Quantification of reads and differential expression
Read counts were obtained using the Rsubread package12 for all Ensembl genes and the identified eRNAs. We subsequently retained only genes and eRNAs showing >0.5 Transcripts Per Kilobase Million (TPM) in 50% or more of the individuals. To model the identified expression, we constructed a linear model with disease, known and hidden covariates, as well as ancestry, similarly to Fromer et al. using the voom/limma package13 (Supplementary Methods). This model was used to identify genes and eRNAs showing differential expression between cases and controls, and to obtain expression data adjusted for technical covariates, which was used in downstream analyses. We further conducted gene set enrichment analyses on the genes showing differential expression in SCZ using the GOSeq14 and GSVA15 packages.
Gene co-expression analyses
To further explore the identified SCZ associated genes and eRNAs, we conducted a gene co-expression analysis using the weighted gene co-expression network analysis (WGCNA)16 and coexpp (https://bitbucket.org/multiscale/coexpp) packages. We explored the resultant modules by examining the overlap with the identified differentially expressed genes, gene sets derived from previous SCZ genetic findings, cell type-specific studies or co-expression analyses (hypothesis-driven gene set) and gene sets derived from widely used databases for functional gene classification (hypothesis-free gene set) (Supplementary Methods). In addition, changes in the co-expression structure were interrogated using the sparse-Leading-Eigenvalue-Driven (sLED) package17, which evaluates the difference matrix D between the covariance (or correlation) matrices derived from gene expression in cases and controls. sLED identifies the genes driving the large entries in D using methods from the sparse principal component literature.
Genetic variants affecting gene and eRNA expression
Expression quantitative trait loci were identified with MatrixEQTL18 for both genes (geQTLs) and eRNA (eeQTLs) using a 1MB and 40KB cis-window, respectively. The QTL analysis was performed in a subsample of 415 individuals with Caucasian ancestry. For genetic variants affecting both gene and eRNA expression, we used the Causal Interference Test (CIT)19 to assay if the eRNA regulates gene expression or vice versa. Furthermore, we used our QTLs to explore how genetic variants identified by genome wide association study (GWAS) of SCZ20 affect gene and enhancer expression using the summary data-based Mendelian randomization (SMR) method21.
Validation of eRNA expression and function
To corroborate the RNA-seq based eRNA expression, qPCR was used to validate differentially expressed eRNA and eeQTLs in individuals from the CMC cohort as well as an independent cohort (Supplementary Methods). We further assayed the function of a SCZ associated eRNA using a luciferase assay and its effect on an adjacent gene, through short interfering RNA (siRNA) knock-down.
Results
Differential transcriptional activity of enhancers in schizophrenia
As an investigative step, we first examined the average expression at enhancers from CAGE and ATAC-seq and found a pattern of reads consistent with bidirectional transcription, in keeping with the mode of eRNA transcription (Supplementary Figure 3).

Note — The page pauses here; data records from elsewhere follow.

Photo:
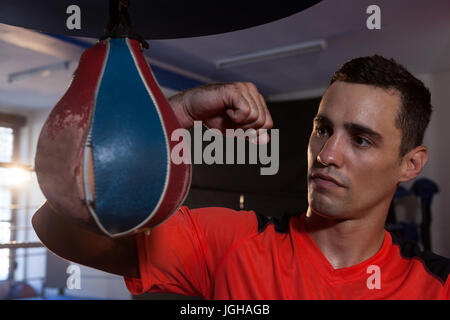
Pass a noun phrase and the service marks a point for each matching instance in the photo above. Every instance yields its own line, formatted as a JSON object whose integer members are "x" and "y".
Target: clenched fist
{"x": 224, "y": 106}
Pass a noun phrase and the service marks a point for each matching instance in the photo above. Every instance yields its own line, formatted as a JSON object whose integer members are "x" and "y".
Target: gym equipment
{"x": 103, "y": 155}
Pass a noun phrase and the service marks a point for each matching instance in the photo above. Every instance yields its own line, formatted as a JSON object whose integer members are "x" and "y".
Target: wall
{"x": 31, "y": 263}
{"x": 438, "y": 168}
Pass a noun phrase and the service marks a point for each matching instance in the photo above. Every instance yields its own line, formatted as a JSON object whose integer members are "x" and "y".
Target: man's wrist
{"x": 178, "y": 102}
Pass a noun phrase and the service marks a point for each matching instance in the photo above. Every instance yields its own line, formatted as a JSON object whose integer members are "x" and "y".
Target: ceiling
{"x": 414, "y": 32}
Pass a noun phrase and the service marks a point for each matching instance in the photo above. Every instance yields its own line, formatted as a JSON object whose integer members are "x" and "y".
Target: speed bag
{"x": 103, "y": 154}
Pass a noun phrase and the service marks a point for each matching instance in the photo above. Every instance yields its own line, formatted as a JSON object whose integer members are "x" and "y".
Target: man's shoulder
{"x": 435, "y": 264}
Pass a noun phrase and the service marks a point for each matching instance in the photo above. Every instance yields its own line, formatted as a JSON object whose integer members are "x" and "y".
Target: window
{"x": 6, "y": 156}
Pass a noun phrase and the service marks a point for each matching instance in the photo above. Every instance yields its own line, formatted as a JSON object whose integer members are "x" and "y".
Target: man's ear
{"x": 413, "y": 163}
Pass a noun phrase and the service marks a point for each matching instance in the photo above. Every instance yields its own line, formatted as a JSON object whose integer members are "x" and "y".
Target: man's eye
{"x": 321, "y": 132}
{"x": 362, "y": 142}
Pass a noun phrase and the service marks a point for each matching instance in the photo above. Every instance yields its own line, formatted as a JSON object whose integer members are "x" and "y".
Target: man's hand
{"x": 224, "y": 106}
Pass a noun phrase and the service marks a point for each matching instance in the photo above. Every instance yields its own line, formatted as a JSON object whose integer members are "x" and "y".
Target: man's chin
{"x": 325, "y": 210}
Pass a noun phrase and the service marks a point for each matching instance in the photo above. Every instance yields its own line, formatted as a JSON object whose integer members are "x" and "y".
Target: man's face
{"x": 356, "y": 143}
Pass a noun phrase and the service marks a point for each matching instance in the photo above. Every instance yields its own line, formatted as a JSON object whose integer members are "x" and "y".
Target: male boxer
{"x": 367, "y": 138}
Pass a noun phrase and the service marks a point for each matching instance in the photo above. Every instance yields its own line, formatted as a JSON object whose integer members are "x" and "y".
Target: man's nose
{"x": 332, "y": 152}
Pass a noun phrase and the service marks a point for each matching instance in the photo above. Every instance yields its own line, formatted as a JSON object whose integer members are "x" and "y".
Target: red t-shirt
{"x": 219, "y": 253}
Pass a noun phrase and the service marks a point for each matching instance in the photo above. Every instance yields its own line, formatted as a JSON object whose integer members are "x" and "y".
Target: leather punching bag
{"x": 103, "y": 155}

Overall, a higher density of RNA-seq reads mapped in FANTOM5 brain-specific enhancers (Supplementary Figure 4), which is expected given the tissue-specificity of enhancer sequences. To assess the robustness of the eRNA quantification, we compared the CMC expression data with that of an independent RNA-seq cohort of post mortem brain samples (AD cohort, see Supplementary Methods) and found a high correlation between the two (Pearson’s r=0.97; Supplementary Figure 6).

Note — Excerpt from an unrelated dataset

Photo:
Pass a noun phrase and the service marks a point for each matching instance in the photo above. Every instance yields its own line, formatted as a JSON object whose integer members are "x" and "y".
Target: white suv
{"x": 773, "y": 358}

After read count quantification and data normalization, 1,387 eRNAs and 21,312 Ensembl genes were expressed at levels sufficient for analysis (Supplementary Figure 5). Considering these transcripts, we investigated how clinical (diagnosis, sex, age at death and genetic ancestry) and technical (post-mortem interval, RNA integrity number [RIN], library batch and institution) covariates correlated with expression. Covariates jointly explained 40% of the variance in gene/eRNA expression and were thus employed to adjust the expression values for all downstream analyses (Supplementary Figure 7).
Comparing expression in SCZ to controls, 1,647 Ensembl genes and 118 eRNAs were expressed differentially after correction for multiple testing at FDR ≤ 5% (Supplementary Data Table 1). Unsupervised hierarchical clustering of the differentially expressed transcripts (DETs) showed case–control distinctions that were independent of institution, PMI, age at death, RIN, and gender (Figure 1a). DETs had modest fold changes, with a mean of 1.09 (range 1.03–1.45) for Ensembl genes and 1.15 (range 1.05–1.34) for eRNAs (Figure 1b). Using an elastic net model for classification, we robustly identified case-control differences between the different CMC brain banks (median area under the receiver operator characteristic curve = 0.86; Supplementary Figure 8). Our Ensembl DETs show strong replication with previous studies (Supplementary Figure 9). Finally, we found high reproducibility of the differentially expressed eRNAs, using qPCR-based quantification for 7 eRNAs in two SCZ cohorts and controls (Supplementary Figure 10).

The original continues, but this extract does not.